11 September 2020 Vol 369, Issue 6509
An ethical framework for global vaccine allocation
By Ezekiel J. Emanuel, Govind Persad, Adam Kern, Allen Buchanan, Cécile Fabre, Daniel Halliday, Joseph Heath, Lisa Herzog, R. J. Leland, Ephrem T. Lemango, Florencia Luna, Matthew S. McCoy, Ole F. Norheim, Trygve Ottersen, G. Owen Schaefer, Kok-Chor Tan, Christopher Heath Wellman, Jonathan Wolff, Henry S. Richardson
Science11 Sep 2020 : 1309-1312
The Fair Priority Model offers a practical way to fulfill pledges to distribute vaccines fairly and equitably
Once effective coronavirus disease 2019 (COVID-19) vaccines are developed, they will be scarce. This presents the question of how to distribute them fairly across countries. Vaccine allocation among countries raises complex and controversial issues involving public opinion, diplomacy, economics, public health, and other considerations. Nevertheless, many national leaders, international organizations, and vaccine producers recognize that one central factor in this decision-making is ethics (1, 2).

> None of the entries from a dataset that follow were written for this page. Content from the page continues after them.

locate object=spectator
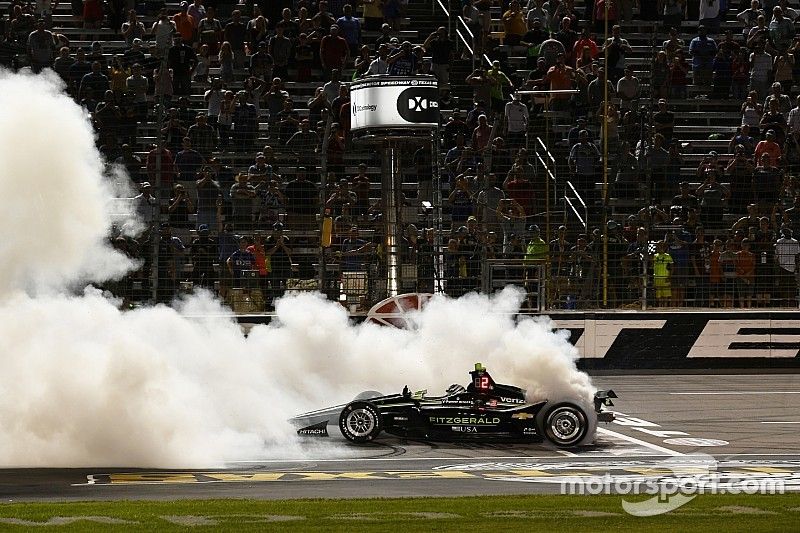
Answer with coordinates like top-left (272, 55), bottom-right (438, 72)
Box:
top-left (753, 151), bottom-right (783, 209)
top-left (157, 224), bottom-right (185, 303)
top-left (167, 34), bottom-right (198, 95)
top-left (173, 2), bottom-right (196, 45)
top-left (424, 27), bottom-right (453, 93)
top-left (616, 66), bottom-right (640, 112)
top-left (697, 169), bottom-right (729, 229)
top-left (336, 4), bottom-right (361, 56)
top-left (738, 0), bottom-right (765, 38)
top-left (502, 1), bottom-right (527, 46)
top-left (224, 10), bottom-right (247, 67)
top-left (749, 42), bottom-right (773, 99)
top-left (736, 238), bottom-right (756, 307)
top-left (232, 91), bottom-right (258, 152)
top-left (769, 6), bottom-right (795, 52)
top-left (269, 25), bottom-right (292, 79)
top-left (175, 137), bottom-right (204, 181)
top-left (229, 172), bottom-right (257, 230)
top-left (388, 40), bottom-right (417, 75)
top-left (699, 0), bottom-right (721, 33)
top-left (775, 226), bottom-right (800, 304)
top-left (187, 113), bottom-right (217, 158)
top-left (568, 130), bottom-right (601, 205)
top-left (27, 19), bottom-right (55, 73)
top-left (765, 81), bottom-right (792, 115)
top-left (198, 8), bottom-right (222, 55)
top-left (195, 166), bottom-right (220, 229)
top-left (689, 25), bottom-right (717, 95)
top-left (712, 47), bottom-right (733, 99)
top-left (602, 25), bottom-right (632, 82)
top-left (146, 11), bottom-right (174, 60)
top-left (755, 128), bottom-right (782, 165)
top-left (227, 236), bottom-right (256, 283)
top-left (321, 24), bottom-right (349, 75)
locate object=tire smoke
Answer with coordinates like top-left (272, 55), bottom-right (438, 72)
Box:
top-left (0, 71), bottom-right (594, 468)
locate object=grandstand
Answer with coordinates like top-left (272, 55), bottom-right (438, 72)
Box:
top-left (6, 0), bottom-right (800, 312)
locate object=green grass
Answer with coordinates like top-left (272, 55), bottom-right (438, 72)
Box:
top-left (0, 494), bottom-right (799, 531)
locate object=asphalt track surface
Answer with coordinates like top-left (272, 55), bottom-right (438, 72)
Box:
top-left (2, 374), bottom-right (800, 501)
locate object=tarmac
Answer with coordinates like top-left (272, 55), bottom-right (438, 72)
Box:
top-left (2, 374), bottom-right (799, 501)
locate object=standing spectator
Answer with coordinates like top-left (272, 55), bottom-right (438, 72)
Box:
top-left (168, 34), bottom-right (197, 95)
top-left (173, 2), bottom-right (196, 45)
top-left (769, 6), bottom-right (795, 52)
top-left (504, 93), bottom-right (529, 150)
top-left (697, 170), bottom-right (729, 229)
top-left (198, 8), bottom-right (223, 54)
top-left (336, 4), bottom-right (361, 57)
top-left (602, 25), bottom-right (632, 83)
top-left (616, 66), bottom-right (640, 112)
top-left (755, 129), bottom-right (783, 165)
top-left (736, 238), bottom-right (757, 307)
top-left (190, 224), bottom-right (217, 290)
top-left (227, 236), bottom-right (256, 283)
top-left (187, 0), bottom-right (205, 30)
top-left (689, 25), bottom-right (717, 95)
top-left (224, 10), bottom-right (247, 68)
top-left (502, 1), bottom-right (527, 46)
top-left (320, 24), bottom-right (349, 75)
top-left (699, 0), bottom-right (722, 33)
top-left (653, 240), bottom-right (674, 307)
top-left (195, 166), bottom-right (220, 229)
top-left (749, 43), bottom-right (773, 99)
top-left (269, 25), bottom-right (293, 80)
top-left (568, 130), bottom-right (601, 205)
top-left (232, 91), bottom-right (258, 152)
top-left (174, 137), bottom-right (204, 181)
top-left (764, 81), bottom-right (792, 115)
top-left (388, 41), bottom-right (417, 75)
top-left (775, 227), bottom-right (800, 304)
top-left (27, 19), bottom-right (55, 73)
top-left (753, 151), bottom-right (783, 209)
top-left (187, 113), bottom-right (217, 158)
top-left (230, 173), bottom-right (257, 230)
top-left (157, 225), bottom-right (185, 303)
top-left (53, 47), bottom-right (75, 83)
top-left (424, 27), bottom-right (453, 93)
top-left (150, 9), bottom-right (178, 58)
top-left (712, 47), bottom-right (733, 99)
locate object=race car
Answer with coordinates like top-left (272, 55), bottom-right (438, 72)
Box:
top-left (292, 363), bottom-right (616, 447)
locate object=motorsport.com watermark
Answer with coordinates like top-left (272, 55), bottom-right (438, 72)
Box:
top-left (560, 454), bottom-right (786, 516)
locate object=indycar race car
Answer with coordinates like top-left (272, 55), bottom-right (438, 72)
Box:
top-left (292, 363), bottom-right (616, 447)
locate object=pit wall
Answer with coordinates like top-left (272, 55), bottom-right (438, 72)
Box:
top-left (237, 311), bottom-right (800, 370)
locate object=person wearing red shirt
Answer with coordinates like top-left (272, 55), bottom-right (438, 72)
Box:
top-left (320, 24), bottom-right (349, 75)
top-left (754, 129), bottom-right (782, 167)
top-left (572, 27), bottom-right (598, 62)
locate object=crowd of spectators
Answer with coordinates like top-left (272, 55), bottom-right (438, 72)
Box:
top-left (7, 0), bottom-right (800, 310)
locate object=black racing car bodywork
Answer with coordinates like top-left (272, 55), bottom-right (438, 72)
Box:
top-left (292, 364), bottom-right (616, 447)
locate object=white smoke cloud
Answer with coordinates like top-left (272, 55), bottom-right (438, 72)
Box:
top-left (0, 70), bottom-right (595, 468)
top-left (0, 69), bottom-right (134, 296)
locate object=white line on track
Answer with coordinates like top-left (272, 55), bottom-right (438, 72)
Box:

Yet little progress has been made toward delineating what constitutes fair international distribution of vaccine. Many have endorsed “equitable distribution of COVID-19…vaccine” without describing a framework or recommendations (3, 4). Two substantive proposals for the international allocation of a COVID-19 vaccine have been advanced, but are seriously flawed. We offer a more ethically defensible and practical proposal for the fair distribution of COVID-19 vaccine: the Fair Priority Model.